Ayat Ayat Cinta (komen ikut-ikutan)

Akhirnya pulang kantor kemarin saya menyempatkan diri untuk menonton Ayat Ayat Cinta. Singkat saja, baru kali ini saya melihat bioskop dipenuhi dengan para wanita berjilbab yang mengantri didepan penjualan tiket film ini. Serius baru kali ini. Kemana para ABG menyebalkan itu? Hehe.

 

Film pun diputar, dan saya pun bisa merasakan kekecewaan yang sering dilontarkan dalam beberapa tulisan para blogger. Hingga pertengahan cerita ketika fahri dijebloskan ke dalam sel, kekecewaan itu menjadi-jadi karena keadaan sel dan kelima orang didalam sel yang digambarkan dalam novel tidak sama.
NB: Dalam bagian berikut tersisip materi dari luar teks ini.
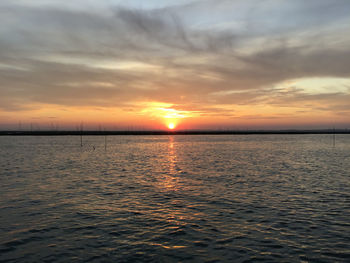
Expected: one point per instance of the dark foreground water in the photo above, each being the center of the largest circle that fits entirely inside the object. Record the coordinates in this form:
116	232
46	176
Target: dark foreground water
270	198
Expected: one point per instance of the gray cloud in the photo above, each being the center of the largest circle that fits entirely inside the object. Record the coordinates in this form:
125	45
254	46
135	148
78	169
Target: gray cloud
49	54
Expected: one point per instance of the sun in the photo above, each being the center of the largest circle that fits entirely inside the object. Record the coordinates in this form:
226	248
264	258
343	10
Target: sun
171	126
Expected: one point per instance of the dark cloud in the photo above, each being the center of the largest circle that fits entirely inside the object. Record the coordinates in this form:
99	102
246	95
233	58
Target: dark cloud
60	56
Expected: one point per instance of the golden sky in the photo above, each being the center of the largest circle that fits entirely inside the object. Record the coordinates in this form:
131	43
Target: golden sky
196	64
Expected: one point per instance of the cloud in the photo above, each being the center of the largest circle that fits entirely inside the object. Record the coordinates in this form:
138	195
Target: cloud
62	55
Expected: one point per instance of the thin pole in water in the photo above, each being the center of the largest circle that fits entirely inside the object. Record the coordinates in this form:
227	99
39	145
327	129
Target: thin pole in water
105	140
81	135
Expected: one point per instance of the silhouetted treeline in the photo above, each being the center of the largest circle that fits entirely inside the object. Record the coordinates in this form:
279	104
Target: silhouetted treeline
180	132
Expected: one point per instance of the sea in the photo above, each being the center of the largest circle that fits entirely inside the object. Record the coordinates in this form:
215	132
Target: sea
175	198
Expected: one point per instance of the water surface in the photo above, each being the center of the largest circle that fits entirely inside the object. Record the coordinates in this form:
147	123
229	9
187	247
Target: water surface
227	198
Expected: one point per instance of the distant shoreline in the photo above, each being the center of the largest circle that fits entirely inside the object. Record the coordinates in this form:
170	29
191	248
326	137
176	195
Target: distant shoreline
180	132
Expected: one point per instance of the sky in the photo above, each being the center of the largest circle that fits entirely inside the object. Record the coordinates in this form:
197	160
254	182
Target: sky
205	64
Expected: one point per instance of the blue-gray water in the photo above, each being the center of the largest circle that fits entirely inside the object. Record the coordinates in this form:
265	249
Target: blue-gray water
272	198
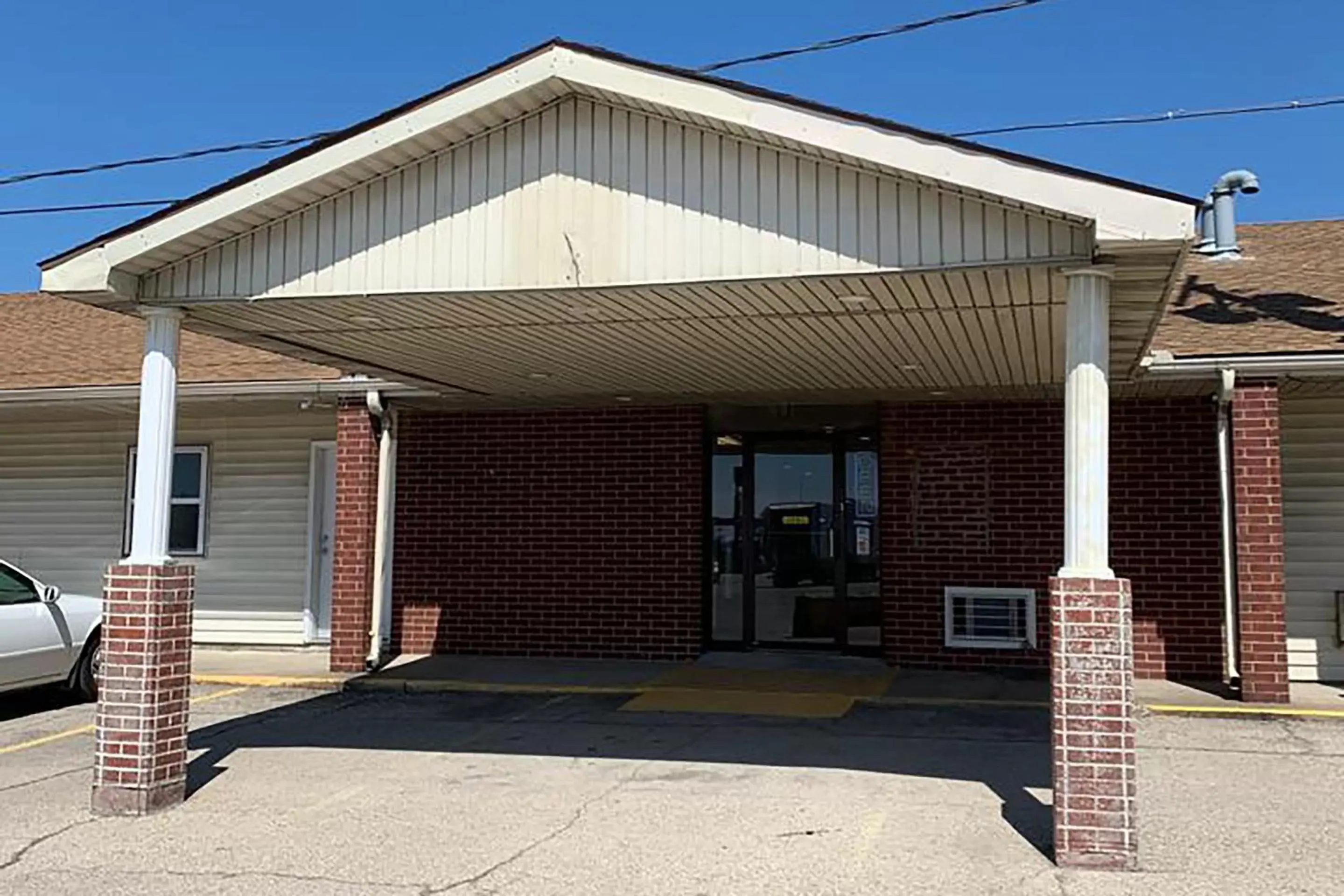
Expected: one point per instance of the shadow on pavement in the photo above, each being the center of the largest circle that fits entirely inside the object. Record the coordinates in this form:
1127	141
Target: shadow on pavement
1007	750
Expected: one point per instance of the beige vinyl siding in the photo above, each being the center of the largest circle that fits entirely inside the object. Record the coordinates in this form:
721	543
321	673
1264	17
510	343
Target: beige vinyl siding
1314	534
584	194
62	484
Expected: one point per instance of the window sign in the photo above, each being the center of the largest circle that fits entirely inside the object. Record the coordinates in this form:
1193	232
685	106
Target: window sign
865	484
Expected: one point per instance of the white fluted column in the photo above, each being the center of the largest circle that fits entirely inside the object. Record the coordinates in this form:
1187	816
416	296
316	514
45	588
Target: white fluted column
1088	425
158	432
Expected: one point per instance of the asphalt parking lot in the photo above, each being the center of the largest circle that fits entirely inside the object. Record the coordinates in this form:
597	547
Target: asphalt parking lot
300	791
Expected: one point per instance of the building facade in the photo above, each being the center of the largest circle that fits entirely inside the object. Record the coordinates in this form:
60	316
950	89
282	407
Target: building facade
707	367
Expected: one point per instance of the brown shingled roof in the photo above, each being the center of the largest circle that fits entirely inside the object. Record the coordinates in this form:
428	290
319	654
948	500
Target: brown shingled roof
1284	294
54	342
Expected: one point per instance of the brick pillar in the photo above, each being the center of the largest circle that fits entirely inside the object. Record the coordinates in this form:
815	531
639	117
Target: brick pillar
353	563
1260	542
144	688
1092	667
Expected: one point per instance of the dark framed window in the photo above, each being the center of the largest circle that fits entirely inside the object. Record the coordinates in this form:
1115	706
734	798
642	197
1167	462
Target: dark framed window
187	505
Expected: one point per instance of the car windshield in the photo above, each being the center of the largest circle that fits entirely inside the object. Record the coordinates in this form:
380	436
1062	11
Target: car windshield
15	588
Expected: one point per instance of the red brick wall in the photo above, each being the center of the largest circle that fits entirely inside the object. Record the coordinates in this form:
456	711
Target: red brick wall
1260	542
1166	534
973	495
557	534
357	508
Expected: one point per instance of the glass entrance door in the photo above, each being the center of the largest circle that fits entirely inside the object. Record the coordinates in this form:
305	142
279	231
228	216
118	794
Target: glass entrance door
795	542
795	560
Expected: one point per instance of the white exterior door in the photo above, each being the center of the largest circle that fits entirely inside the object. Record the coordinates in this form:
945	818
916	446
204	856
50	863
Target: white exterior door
33	645
322	527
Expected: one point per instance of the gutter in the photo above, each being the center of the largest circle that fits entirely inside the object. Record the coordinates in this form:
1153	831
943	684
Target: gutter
379	410
1276	364
1232	628
248	390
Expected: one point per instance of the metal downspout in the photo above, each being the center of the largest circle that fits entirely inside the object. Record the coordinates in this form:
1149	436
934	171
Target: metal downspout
1232	647
382	523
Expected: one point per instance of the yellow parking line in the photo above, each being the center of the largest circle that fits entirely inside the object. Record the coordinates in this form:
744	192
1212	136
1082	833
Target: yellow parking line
269	681
38	742
1245	711
85	730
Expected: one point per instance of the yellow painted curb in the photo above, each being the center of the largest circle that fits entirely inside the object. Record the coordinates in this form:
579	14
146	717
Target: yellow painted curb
269	681
1176	710
88	730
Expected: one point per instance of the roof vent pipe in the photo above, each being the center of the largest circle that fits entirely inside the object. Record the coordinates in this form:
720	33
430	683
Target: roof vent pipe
1225	210
1204	226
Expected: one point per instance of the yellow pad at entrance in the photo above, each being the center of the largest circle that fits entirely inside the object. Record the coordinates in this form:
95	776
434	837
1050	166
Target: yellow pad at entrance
746	703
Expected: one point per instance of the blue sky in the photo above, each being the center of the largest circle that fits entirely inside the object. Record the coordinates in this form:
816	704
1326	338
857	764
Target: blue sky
91	81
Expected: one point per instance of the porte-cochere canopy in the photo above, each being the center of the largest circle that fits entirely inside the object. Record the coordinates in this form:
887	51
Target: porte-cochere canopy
577	225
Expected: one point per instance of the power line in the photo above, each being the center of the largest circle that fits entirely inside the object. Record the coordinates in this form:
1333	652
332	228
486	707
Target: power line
154	160
1059	126
835	43
46	210
1178	115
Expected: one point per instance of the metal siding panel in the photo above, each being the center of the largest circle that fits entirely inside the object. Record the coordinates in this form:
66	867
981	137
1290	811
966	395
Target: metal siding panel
425	211
730	206
870	230
674	211
359	239
693	199
636	214
377	229
972	231
655	214
460	273
394	227
342	248
931	226
326	246
810	218
295	268
951	231
828	218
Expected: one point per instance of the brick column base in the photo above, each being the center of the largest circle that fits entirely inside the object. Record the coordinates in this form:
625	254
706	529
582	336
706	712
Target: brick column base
357	511
1257	479
1092	663
143	690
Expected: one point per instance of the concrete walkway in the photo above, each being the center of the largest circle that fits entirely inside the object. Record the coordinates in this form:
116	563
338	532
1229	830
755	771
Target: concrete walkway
264	667
863	680
297	793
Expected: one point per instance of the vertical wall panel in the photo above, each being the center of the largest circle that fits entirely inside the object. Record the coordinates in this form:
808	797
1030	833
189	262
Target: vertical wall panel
582	190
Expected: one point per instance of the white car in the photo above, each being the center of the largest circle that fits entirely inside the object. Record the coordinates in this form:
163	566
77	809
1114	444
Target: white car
48	637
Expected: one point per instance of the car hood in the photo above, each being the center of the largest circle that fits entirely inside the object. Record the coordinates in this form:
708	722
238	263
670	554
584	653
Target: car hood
81	612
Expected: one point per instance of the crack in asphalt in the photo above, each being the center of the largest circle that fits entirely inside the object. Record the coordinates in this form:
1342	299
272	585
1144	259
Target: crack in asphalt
1309	749
45	778
37	841
236	875
565	828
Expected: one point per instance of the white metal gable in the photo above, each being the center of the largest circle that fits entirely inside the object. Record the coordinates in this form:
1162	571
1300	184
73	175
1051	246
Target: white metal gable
585	194
539	78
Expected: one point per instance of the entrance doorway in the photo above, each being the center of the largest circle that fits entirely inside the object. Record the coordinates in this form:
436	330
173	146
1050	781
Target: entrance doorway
795	542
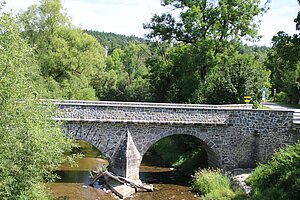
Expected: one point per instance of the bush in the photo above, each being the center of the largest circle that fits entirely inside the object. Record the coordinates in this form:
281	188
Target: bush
280	177
282	97
212	184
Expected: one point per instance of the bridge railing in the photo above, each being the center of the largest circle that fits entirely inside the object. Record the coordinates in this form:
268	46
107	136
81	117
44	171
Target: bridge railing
149	104
126	112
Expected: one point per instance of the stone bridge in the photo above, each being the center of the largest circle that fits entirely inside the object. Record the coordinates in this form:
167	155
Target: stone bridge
234	136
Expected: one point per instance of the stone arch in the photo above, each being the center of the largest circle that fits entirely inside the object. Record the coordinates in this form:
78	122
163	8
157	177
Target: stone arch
88	133
213	154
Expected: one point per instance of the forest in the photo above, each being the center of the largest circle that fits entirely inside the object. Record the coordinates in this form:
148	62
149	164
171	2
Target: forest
199	56
175	62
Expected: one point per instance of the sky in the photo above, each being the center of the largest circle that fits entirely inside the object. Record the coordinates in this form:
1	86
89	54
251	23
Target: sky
127	16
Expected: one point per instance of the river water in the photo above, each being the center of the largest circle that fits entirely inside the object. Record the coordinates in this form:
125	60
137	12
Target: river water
74	183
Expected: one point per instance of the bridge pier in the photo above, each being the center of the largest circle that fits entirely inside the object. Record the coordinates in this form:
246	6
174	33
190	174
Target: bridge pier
126	159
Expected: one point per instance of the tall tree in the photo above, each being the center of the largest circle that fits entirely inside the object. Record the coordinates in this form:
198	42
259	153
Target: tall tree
284	62
207	24
200	33
32	144
68	57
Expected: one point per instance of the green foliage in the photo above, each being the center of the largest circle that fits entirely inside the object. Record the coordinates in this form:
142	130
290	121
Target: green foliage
212	184
282	97
68	58
284	62
234	77
125	76
280	177
114	41
32	144
193	50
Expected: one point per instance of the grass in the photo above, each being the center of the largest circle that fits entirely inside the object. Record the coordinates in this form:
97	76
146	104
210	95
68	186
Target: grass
288	105
213	185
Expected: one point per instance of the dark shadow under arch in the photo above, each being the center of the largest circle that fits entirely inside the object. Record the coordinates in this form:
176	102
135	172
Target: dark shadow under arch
213	158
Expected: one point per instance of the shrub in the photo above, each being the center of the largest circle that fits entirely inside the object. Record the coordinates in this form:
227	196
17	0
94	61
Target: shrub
280	177
282	97
212	184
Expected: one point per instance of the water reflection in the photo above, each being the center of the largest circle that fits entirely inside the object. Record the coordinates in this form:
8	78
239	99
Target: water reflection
74	183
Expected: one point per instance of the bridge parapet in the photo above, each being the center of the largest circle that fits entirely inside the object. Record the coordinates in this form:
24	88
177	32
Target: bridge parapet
233	136
126	112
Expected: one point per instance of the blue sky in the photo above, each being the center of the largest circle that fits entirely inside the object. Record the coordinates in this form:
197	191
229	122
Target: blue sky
127	16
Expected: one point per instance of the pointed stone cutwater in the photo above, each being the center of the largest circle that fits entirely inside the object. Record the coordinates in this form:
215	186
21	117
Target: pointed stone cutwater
126	159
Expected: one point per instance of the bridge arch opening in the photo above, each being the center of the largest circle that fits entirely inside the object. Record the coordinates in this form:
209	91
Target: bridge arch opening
186	153
92	160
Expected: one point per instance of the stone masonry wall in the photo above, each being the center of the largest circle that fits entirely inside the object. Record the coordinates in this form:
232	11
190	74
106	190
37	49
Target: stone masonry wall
232	137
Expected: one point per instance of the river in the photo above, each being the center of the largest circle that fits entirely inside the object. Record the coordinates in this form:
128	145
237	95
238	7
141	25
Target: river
74	182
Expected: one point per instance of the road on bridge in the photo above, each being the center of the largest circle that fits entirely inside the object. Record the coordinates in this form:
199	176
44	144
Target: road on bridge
275	106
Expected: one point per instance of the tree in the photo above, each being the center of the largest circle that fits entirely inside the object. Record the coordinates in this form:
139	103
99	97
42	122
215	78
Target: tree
205	32
235	77
209	25
32	144
283	61
126	75
68	57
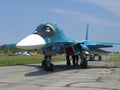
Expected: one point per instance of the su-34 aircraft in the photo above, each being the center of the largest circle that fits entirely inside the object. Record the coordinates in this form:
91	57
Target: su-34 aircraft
51	39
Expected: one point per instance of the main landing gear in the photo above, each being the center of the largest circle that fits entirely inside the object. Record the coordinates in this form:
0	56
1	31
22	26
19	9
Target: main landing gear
47	65
84	62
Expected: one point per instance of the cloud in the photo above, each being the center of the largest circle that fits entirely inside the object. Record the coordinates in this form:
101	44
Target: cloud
85	17
110	5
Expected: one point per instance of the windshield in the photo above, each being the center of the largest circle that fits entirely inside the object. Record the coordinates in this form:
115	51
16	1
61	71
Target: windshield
45	30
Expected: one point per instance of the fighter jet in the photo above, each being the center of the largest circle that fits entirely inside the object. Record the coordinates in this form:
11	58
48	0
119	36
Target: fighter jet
51	40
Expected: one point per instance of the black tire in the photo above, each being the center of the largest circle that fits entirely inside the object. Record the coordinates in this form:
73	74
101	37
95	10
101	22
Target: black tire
45	66
84	64
99	58
51	67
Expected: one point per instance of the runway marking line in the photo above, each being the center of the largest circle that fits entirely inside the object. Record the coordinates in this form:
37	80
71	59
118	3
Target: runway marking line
12	78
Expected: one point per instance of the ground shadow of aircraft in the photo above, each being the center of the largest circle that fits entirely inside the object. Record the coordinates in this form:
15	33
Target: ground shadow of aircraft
63	67
51	39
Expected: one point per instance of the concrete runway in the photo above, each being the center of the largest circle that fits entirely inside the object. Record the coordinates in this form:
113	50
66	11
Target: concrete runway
101	75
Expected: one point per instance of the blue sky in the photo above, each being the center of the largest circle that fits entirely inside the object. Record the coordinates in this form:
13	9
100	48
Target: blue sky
19	18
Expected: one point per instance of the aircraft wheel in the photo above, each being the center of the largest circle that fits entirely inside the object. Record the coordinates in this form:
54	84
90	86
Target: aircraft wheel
84	64
51	67
99	58
45	65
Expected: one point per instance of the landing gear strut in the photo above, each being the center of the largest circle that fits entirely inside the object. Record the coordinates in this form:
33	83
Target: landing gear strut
84	62
47	65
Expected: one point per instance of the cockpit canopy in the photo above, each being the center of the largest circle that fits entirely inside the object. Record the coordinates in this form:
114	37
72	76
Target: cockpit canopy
45	30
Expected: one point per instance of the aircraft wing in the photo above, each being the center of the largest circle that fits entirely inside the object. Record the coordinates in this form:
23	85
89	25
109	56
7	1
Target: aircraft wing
96	45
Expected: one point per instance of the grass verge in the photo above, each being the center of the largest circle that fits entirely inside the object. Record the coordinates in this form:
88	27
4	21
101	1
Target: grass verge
21	60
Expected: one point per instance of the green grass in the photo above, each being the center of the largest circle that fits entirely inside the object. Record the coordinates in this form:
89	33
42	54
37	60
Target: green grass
117	58
21	60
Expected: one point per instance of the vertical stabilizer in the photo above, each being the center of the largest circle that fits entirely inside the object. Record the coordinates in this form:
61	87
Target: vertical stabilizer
86	38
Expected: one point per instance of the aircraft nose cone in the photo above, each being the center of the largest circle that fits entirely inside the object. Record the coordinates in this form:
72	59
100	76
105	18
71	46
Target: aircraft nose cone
32	41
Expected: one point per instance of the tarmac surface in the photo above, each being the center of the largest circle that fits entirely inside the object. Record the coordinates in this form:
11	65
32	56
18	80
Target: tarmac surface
101	75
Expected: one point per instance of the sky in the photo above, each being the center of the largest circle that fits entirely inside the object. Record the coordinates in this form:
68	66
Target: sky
19	18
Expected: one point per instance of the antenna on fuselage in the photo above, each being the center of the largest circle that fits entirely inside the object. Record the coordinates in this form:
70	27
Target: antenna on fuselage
87	33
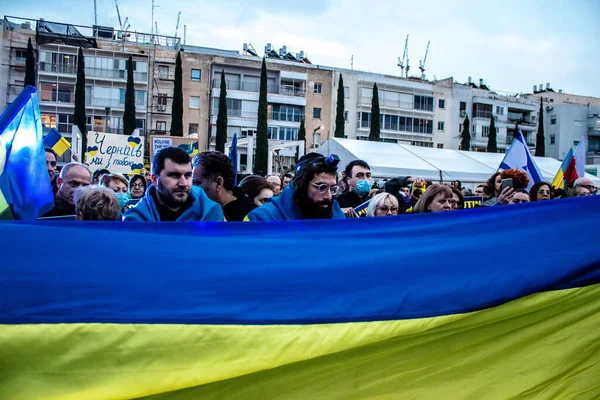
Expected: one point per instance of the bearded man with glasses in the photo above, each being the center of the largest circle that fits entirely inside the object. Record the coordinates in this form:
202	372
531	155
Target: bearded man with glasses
72	176
309	196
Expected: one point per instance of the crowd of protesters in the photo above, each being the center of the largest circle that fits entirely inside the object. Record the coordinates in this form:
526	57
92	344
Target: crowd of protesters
205	189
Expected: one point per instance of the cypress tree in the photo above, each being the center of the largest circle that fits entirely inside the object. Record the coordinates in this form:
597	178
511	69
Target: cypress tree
339	116
465	143
301	137
222	116
129	114
79	117
262	131
29	65
375	116
492	141
540	139
177	108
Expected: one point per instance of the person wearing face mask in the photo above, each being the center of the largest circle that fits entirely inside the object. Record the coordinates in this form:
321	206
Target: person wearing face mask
119	185
436	198
358	177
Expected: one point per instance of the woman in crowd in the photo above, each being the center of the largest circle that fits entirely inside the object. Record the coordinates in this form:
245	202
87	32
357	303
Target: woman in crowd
560	194
458	199
520	196
119	185
435	199
95	203
257	189
137	186
382	205
540	191
492	190
579	191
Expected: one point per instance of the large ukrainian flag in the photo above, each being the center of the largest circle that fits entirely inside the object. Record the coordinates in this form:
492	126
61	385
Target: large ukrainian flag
485	304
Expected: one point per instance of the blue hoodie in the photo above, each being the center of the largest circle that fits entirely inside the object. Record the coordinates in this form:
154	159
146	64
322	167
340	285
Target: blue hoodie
283	207
202	209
Dan yang terburuk adalah saat Aisha berada dirumah Eqbal Hakan Erbakan (Surya Saputra) untuk menenangkan diri, mike diatas kepalanya sesekali muncul dan itu sangatlah konyol untuk ukuran film yang sudah ngetop jauh sebelum release. Memang jika dibandingkan dengan novelnya sendiri, film ini jauh dari harapan. Efek tenang yang saya dapatkan di tiap baris novel tersebut tidak bisa saya rasakan di Film ini. Tapi ternyata film ini tidak seburuk yang saya bayangkan. Saya mulai menikmati film ini justru pada pertengahan menuju akhir cerita . Saat saat itulah banyak pesan moral yang mulai terasa mengena. Para penonton wanita pun banyak yang menangis, terutama pada moment dimana Aisha memberikan cincinnya sebagai mahar untuk menikahi Maria.

 

Tadinya saya pikir, saya akan ngomel ngomel setelah menonton film ini. Tapi saya bersyukur karena diingatkan untuk tidak membandingkan film ini dengan novel aslinya jika saya ingin menikmati betul isi dari film ini. Dan Voila!! Saya keluar dengan wajah tersenyum. Hanung sudah berusaha keras. Mudah2an kedepannya bisa lebih baik.